描述（由申请人提供）：该项目的目的是识别和优化针对异氯酸酯脱氢酶1（IDH1）的抑制剂。 22个神经胶质瘤基因组的公正基因组测序发现IDH1在染色体2q33-A基因上复发突变，编码与三羧酸周期（TCA）相关的IIDH1的胞质同工型，可催化同二羧酸脱羧酸脱羧酸含量的氧化二羧酸含量，并与1-固定物的氧化羧酸脱羧酸含量，并促成1-酮2的coctypation+ coptrogation+ coction+ coptroutaRation and coptrad croctyprate+ coptrad awardarate and croctyprate and croctyprate and croct croctyp aid a后。随后的研究证实了多达70％的继发性神经胶质瘤和10％的AML病例的复发性IDH突变。我们发现，与癌症相关的IDH1的体躯体突变是一个点突变，导致精氨酸132（IDH1 R132）的各种氨基酸取代基 - 在酶的活性部位中发现的一个关键残基，当突变时，突变导致了造成损失的损失，从而产生了代理化的同含量，从而产生了构造的同含量，从而产生了构造的同含量。 2-羟基戊二酸（2HG）。
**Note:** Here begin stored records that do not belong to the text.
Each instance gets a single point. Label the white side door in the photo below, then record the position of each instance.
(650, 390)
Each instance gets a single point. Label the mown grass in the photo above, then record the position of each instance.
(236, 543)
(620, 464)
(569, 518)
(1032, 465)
实际上，这将IDH1定义为一种癌基因，并提供了一个非凡的机会，可以发现针对突变体IDH1的化学探针，该探针可能转化为胶质瘤和AML患者的急需的新疗法。该提案具有两个具体的目的：（1）使用经过验证的HTS测定法对IDH1 R132H发现了针对突变体IDH1的新型化学探针； （2）使用匹配的成对细胞系（父母U87mg胶质母细胞瘤和U87MG稳定的细胞系），对具有2HG产生的肿瘤细胞的化学探针进行合成杀伤性筛选，并构成表达IDH1R132H突变体）。 公共卫生相关性：该提案的目的是筛选针对异急塞脱氢酶1（IDH1）突变形式的化学抑制剂。最近，发现70％的II-IV胶质瘤有复发性IDH突变。 IDH1相关的神经膜瘤的体细胞突变导致精氨酸132（IDH1 R132） - 在IDH1活跃部位发现的残基，在突变时赋予了功能良好，从而赋予了功能的收益，从而导致Neomorphic of Neomorthic产生oncometabolite 2- hydroxy-hydroxy-glutarate（2HG）。该提案中描述的分析提供了一个独特的机会，可以识别旨在研究突变体IDH1和2HG在神经胶质瘤中的作用的化学探针。